Personal information
- Nationality: Belgium
- Full name: Sven Hugo Smeets
- Born: 12 May 1972 (age 54)

World Rally Championship record
- Active years: 1995–2005
- Driver: Freddy Loix François Duval
- Teams: Mitsubishi, Hyundai, Peugeot, Citroën
- Rallies: 94
- Championships: 0
- Rally wins: 1
- Podiums: 7
- Stage wins: 42
- First rally: 1995 Rally de Portugal
- First win: 2005 Rally Australia
- Last win: 2005 Rally Australia
- Last rally: 2005 Rally Australia

= Sven Smeets =

Belgian rally co-driver and engineer (born 1972)

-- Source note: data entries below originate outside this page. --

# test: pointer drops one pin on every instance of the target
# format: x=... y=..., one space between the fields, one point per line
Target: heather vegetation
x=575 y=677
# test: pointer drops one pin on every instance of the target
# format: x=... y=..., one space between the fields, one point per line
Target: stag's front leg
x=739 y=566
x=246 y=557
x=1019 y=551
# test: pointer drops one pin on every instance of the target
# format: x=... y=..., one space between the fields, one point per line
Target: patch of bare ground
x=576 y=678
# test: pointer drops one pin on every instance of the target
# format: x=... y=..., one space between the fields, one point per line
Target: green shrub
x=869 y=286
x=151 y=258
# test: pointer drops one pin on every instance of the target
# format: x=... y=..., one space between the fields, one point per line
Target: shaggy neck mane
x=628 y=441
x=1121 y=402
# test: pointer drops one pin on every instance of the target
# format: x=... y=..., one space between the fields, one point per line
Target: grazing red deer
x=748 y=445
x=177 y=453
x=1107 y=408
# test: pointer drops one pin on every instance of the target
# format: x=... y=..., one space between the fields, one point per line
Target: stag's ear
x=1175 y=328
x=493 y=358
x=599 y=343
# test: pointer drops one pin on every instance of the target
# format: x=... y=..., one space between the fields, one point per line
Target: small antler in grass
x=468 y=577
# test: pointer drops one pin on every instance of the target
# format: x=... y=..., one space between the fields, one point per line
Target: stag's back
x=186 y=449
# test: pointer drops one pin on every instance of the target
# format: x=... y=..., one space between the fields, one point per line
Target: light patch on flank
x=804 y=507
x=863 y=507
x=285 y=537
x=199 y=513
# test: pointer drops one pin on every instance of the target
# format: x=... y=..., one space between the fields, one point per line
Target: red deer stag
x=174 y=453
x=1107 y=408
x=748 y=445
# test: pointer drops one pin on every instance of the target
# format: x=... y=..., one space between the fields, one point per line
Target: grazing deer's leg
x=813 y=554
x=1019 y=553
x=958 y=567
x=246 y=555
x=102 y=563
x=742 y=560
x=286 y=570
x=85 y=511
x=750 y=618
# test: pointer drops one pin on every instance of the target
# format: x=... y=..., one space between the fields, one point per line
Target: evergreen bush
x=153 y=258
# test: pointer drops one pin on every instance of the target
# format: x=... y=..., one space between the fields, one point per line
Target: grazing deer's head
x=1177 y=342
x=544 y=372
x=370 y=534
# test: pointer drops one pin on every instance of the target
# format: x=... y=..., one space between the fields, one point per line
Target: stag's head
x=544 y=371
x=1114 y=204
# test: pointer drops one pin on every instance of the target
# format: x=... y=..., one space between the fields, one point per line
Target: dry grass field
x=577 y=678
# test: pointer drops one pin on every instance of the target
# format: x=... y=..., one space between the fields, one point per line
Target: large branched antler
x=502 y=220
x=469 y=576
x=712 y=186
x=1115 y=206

Sven Hugo Smeets (born 12 May 1972) is a Belgian Formula One engineer and a former rally co-driver. He is currently the sporting director at the Williams Racing Formula One team, and is also the team principal of the Williams Driver Academy.

==Career==
Smeets began his motorsport career in 1993 as a co-driver in rallying and became the navigator for Freddy Loix in 1995, with whom he achieved numerous successes with whilst competing in the World Rally Championship. 2005 saw the Belgian join Citroën as co-driver for François Duval, together winning the season's closing rally in Australia.

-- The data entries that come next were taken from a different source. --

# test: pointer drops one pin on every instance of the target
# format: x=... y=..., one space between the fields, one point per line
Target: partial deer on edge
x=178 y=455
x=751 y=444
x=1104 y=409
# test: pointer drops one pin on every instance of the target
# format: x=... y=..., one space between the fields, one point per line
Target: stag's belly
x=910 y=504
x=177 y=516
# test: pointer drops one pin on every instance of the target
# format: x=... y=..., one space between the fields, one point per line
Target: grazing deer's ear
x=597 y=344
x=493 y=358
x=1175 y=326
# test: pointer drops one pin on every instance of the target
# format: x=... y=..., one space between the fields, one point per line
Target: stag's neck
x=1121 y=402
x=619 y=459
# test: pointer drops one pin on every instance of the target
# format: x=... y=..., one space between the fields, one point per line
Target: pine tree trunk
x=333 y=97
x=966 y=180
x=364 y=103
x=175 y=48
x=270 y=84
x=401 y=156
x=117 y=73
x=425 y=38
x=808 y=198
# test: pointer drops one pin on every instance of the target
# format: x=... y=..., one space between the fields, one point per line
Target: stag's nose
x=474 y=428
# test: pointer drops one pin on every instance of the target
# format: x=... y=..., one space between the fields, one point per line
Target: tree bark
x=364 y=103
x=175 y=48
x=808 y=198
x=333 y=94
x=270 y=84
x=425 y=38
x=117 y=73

In 2008, Smeets made the decision to end his stint as a co-driver, but remained in rallying and subsequently became Team Manager for Citroën Racing, in a period which the French outfit claimed several Drivers' and Manufacturers' Championships. As the new team manager, he combined his duties in the Drivers' and Manufacturers' Championships with also becoming the Team Manager for the Peugeot Sport LMP1 programme. Seeking a new challenge Smeets moved to Germany to become Team Manager for Volkswagen Motorsport in 2012, ahead of their debut World Rally Championship entry in 2013.

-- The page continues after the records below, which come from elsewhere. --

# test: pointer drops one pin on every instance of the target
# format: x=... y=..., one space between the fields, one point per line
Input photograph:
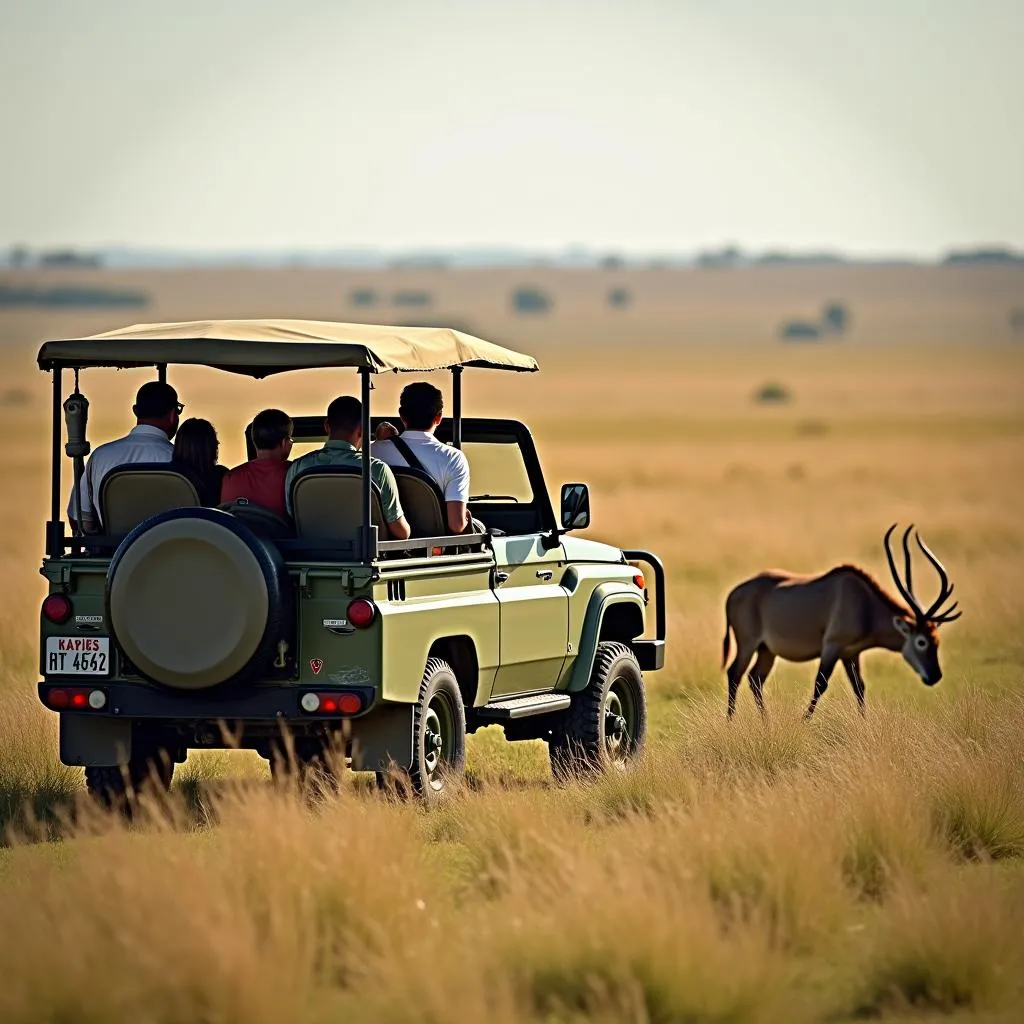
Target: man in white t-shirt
x=157 y=413
x=420 y=408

2013 was a record breaking year for the German outfit, in which they secured the Drivers' and Manufacturers' Championships on first attempt and won 10 of the 13 rallies entered, hence ending Citroën's period of dominance. The team's unrivalled success continued over the next three years, winning Drivers' and Manufacturers' Championships in 2014, 2015 and 2016. Smeets continued his career at Volkswagen Motorsport, becoming Motorsport Director in 2016, a role he held for five years. In 2021 he left VW and joined Formula One team Williams Racing as Sporting Director, reuniting with his old boss Jost Capito.

In his current role, Smeets is responsible for the sporting governance and representation of the team in all sporting matters related to the FIA, other teams, and motorsport associations. He plays a key role in supporting the team's drivers, including being responsible for the Williams Racing Driver Academy, as well as having overall accountability for the race team.